Teaching Teachers

Ali Eskandarian sits on bench in University Yard
June 05, 2011

The College of Professional Studies has won a $1.1 million grant from the U.S. Department of Education to provide professional development for science instructors who teach middle grade students – anywhere from fifth to ninth grade – in D.C.

Ali Eskandarian, senior associate dean of the college, is the principal investigator for the grant, D.C. ACTS – which stands for “advancing competencies in technology and science” – a project that GW leads in partnership with the American Association for the Advancement of Science and D.C. public, private and charters schools.

The grant comes from the Department of Education’s Math and Science Partnership program and is distributed through the D.C. Office of State Superintendent of Education.

It will be used to support a leadership program, which will engage the community of D.C. science teachers at public, charter public and private schools.

“It will provide the schools with much-needed content knowledge by expert scientists,” said Dr.

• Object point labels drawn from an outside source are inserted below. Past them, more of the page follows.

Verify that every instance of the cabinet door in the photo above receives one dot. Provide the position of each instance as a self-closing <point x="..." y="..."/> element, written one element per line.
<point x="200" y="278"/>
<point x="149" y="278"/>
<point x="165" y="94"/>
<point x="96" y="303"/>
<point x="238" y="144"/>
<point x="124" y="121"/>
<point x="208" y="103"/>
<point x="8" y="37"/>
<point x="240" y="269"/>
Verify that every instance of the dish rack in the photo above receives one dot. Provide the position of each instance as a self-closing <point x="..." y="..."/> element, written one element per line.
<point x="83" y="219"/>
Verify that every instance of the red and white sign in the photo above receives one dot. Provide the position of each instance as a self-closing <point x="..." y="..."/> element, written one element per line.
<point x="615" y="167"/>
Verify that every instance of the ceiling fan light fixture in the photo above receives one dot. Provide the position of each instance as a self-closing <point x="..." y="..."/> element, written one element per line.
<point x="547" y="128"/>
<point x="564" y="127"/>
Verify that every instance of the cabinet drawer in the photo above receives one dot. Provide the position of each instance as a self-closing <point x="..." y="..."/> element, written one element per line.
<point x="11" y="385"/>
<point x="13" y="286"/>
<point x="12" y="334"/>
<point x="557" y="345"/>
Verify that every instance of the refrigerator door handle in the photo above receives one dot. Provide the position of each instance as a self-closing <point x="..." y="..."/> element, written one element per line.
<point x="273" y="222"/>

Eskandarian. His co-principal investigator is Russell Wright, a science educator at the College of Professional Studies, education consultant and founder of Event-Based Science.

The grant will also provide the teachers with specially designed graduate-level courses at the College of Professional Studies, which will focus in depth on the science and math topics the teachers will present to their students.

According to Dr. Eskandarian, the grant will not only make a high-quality GW education accessible to D.C. teachers, but it will also help him and his colleagues create “a national model that emphasizes sustained and substantive engagement of K-12 teachers in the fields of science, technology, engineering and mathematics.”

After the grant began last December, D.C. principals recruited 22 teachers for the program.